La mobilisation hebdomadaire des jeunes pour le climat témoigne-t-elle d’un intérêt renouvelé pour le débat politique ?

Pas nécessairement. Les recherches que nous avons menées montrent qu’une partie des jeunes restent intéressés par les questions politiques au sens large. Ces dernières années est surtout apparu un rejet de la politique de parti ou  » politicienne « . Les mêmes études ont révélé qu’un certain nombre de jeunes étaient intéressés ou en tout cas préoccupés par les grands enjeux, notamment liés à la nature, à l’environnement et à l’avenir de la planète.
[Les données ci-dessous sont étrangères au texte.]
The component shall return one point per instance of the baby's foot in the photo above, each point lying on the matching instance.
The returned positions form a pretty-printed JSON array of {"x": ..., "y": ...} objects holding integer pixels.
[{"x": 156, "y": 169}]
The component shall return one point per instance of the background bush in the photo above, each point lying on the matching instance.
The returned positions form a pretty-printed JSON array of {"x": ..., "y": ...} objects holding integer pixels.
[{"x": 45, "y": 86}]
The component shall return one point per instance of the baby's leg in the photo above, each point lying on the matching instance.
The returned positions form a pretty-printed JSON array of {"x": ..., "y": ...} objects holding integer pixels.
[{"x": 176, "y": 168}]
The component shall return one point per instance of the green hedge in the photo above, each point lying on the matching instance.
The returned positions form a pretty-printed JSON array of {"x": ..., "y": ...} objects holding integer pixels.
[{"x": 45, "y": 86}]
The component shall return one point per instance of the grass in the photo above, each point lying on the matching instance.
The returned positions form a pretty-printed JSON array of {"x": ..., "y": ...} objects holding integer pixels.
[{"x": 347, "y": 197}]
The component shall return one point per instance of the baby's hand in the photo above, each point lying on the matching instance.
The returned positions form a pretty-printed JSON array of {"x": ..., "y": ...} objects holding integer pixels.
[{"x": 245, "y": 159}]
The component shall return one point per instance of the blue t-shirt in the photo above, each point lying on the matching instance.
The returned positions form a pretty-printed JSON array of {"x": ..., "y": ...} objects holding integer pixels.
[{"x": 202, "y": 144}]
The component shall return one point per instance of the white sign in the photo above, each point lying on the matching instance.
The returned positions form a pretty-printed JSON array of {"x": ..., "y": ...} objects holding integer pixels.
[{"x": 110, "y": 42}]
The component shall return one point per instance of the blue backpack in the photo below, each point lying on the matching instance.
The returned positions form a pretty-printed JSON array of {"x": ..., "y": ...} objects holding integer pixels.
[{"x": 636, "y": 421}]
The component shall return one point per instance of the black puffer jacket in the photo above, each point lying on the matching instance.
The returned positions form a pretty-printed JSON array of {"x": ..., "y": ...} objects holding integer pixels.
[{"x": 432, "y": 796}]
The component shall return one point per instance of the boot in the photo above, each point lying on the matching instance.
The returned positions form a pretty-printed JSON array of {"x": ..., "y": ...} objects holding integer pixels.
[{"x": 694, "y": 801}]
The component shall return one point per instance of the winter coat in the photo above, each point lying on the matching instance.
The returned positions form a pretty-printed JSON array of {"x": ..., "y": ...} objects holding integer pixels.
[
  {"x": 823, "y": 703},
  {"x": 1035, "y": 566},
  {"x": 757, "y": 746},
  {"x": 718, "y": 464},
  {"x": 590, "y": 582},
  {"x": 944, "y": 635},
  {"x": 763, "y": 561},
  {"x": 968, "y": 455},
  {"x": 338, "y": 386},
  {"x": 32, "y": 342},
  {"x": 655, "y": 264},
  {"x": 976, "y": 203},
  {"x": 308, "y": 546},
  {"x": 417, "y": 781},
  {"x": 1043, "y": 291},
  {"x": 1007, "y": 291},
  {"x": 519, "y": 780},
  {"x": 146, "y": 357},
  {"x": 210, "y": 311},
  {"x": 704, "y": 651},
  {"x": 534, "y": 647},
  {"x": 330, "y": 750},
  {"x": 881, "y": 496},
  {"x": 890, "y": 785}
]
C’est sans doute le pas entre le  » je suis préoccupé  » et le  » je m’investis pour la cause  » qui est en train de se réaliser maintenant alors qu’il était moins fréquent auparavant. Mais je ne suis pas étonnée par l’évolution générale. Lorsque nous avons mené, en 2013, des enquêtes sur les jeunes de 12 à 16 ans (NDLR : publiées en 2015), 20 % trouvaient déjà très bien de se mobiliser pour une cause importante et ils pensaient que tout le monde devait le faire. Une telle proportion, c’est tout de même beaucoup pour des jeunes si jeunes.

Pour les jeunes les plus défavorisés, l’absence d’avenir, c’est demain, pas dans dix ans.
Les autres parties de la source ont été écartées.